Sandra Surace and her son Robert, eight, who almost died after eating ice-cream.
Sandra Surace and her son Robert, eight, who almost died after eating ice-cream. Photo: Penny Stephens

A young boy's near-death allergic reaction to ice-cream has led to one of the heaviest fines for a food offence involving allergies in Australia and spurred his mother to campaign for major reforms in the restaurant and catering industry.

A Melbourne magistrates court this month fined a catering company $55,000 for serving Robert Surace, 8, a frozen dessert a waiter ''guaranteed'' was dairy-free. It was, in fact, vanilla ice-cream.

The ''frightening and enduring experience'' led Sandra Surace to call on the food service industry to overhaul its practices when it came to handling allergy requests.

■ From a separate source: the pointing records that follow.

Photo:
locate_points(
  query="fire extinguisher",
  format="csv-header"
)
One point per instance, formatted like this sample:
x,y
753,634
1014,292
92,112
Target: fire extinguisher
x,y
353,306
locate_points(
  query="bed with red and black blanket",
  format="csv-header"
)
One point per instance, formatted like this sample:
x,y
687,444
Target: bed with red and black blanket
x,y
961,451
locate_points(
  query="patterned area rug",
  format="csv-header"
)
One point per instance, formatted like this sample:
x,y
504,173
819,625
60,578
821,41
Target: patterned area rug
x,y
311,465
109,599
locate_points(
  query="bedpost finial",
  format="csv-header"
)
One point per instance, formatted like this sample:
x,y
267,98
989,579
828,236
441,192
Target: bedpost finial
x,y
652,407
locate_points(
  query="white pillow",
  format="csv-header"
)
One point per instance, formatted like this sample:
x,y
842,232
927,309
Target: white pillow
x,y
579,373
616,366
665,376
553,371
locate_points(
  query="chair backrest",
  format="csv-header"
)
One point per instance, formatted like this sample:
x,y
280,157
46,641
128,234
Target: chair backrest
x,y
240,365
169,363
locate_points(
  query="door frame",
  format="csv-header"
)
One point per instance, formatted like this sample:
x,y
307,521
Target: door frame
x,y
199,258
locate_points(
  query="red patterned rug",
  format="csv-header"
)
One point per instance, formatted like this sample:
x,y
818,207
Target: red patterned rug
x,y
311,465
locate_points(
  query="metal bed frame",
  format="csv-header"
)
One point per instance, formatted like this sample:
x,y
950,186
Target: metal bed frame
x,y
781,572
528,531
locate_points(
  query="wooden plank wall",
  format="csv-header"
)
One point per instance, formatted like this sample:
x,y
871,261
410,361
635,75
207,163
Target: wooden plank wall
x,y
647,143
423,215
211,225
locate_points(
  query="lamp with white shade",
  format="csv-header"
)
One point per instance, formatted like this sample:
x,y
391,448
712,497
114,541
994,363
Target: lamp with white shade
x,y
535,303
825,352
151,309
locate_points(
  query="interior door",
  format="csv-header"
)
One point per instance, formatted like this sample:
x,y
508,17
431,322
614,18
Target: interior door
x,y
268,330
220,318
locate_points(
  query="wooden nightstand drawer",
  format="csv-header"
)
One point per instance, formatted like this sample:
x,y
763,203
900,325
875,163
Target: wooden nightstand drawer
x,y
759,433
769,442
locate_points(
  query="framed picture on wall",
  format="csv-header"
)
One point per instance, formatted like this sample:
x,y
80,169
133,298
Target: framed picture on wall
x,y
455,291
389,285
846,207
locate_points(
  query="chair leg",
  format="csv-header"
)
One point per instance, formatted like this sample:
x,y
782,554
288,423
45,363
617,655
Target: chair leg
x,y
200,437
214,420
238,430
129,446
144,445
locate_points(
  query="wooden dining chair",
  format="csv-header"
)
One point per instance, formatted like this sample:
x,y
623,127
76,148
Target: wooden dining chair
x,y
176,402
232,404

''My son was violently ill and is still undergoing psychological trauma,'' she said. ''A loss of life, severe illness or brain damage cannot be overlooked due to someone's negligence to follow correct procedures or simply understand [anaphylaxis].''

Robert was at a wedding reception in April when he went into anaphylactic shock with a lick of the ice-cream.

The family, from suburban East Bentleigh had advised the venue of his allergies multiple times before the event and, during the evening, intervened when waiters served Robert pasta with parmesan cheese and steak with gravy.

In the car to the hospital he felt like he was being choked as welts and hives erupted on his body and his eyes and lips ballooned.

The magistrate convicted Manor on High in Epping of breaching Victoria's Food Act by ''falsely describing'' food with the knowledge the consumer relying on the information could ''suffer physical harm''.

No NSW business has paid more than $50,000 for a similar offence.

The case has intensified calls by allergy sufferers for the restaurant industry to take their condition more seriously.

Allergy & Anaphylaxis Australia president Maria Said wants the introduction of a nationwide allergy management plan and compulsory allergy training for restaurant staff.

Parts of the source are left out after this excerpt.